In this week’s opinion the court partly denied the motion to strike and considered whether the plaintiffs alleged facts that would trigger reconsideration of its prior conclusion that Google is immune from suit under Section 230 of the CDA.
As to Section 230, the court summarized that “when stripped of Plaintiffs’ speculation as to Google’s motives, the conduct alleged in the [amended complaint] amounts to Google’s publication of third-party apps in the Play Store and provision of neutral tools and services to all developers across the Google Play platform.” This conduct, the opinion said, falls squarely within the protection of the CDA, and therefore bars the plaintiffs’ claims to the extent they are based on Google’s receipt of a portion of revenue from loot box sales.

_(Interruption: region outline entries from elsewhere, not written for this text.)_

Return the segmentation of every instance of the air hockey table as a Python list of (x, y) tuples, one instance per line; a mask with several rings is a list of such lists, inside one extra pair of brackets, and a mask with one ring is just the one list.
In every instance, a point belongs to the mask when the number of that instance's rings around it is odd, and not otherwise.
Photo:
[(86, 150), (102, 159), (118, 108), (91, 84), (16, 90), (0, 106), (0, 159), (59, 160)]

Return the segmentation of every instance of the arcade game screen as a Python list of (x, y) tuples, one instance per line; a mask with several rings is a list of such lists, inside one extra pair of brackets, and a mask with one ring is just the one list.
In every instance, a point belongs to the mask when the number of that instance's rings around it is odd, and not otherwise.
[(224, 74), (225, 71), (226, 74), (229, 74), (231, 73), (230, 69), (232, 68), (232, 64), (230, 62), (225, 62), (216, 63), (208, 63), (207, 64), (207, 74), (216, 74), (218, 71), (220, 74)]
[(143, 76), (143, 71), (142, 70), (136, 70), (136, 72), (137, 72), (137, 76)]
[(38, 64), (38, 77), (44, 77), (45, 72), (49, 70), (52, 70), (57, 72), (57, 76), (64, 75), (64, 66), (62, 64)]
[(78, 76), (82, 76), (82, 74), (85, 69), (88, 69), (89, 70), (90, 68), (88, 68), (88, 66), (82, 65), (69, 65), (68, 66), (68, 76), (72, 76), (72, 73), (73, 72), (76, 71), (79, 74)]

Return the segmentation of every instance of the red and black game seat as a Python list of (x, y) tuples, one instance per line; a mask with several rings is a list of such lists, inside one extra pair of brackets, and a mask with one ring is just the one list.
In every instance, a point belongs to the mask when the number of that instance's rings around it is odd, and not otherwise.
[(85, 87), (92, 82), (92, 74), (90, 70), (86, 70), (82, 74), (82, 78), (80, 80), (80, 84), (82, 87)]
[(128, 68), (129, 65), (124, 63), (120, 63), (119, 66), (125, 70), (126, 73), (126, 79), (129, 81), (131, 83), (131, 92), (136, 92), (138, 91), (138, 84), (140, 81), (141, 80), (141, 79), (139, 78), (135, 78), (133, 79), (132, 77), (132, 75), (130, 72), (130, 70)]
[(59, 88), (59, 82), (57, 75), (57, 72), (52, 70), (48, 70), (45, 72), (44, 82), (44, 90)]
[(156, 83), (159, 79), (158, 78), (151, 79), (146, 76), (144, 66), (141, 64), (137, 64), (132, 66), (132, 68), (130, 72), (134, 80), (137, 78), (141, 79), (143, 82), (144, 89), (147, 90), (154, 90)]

The court found that it was uncertain whether the plaintiffs could plead facts sufficient to circumvent Section 230. However, even if they could, Judge Freeman dismissed the claims with prejudice due to other deficiencies.
The court dismissed the plaintiffs’ California consumer law claims for lack of statutory standing and determined that loot boxes are not illegal slot machines. As to the latter, Judge Freeman ruled that “[b]ased on the relevant case law holding that Loot Box prizes are not things of value under California gambling laws, and absent any case law holding to the contrary, the Court concludes that Loot Boxes are not illegal slot machines under California law.”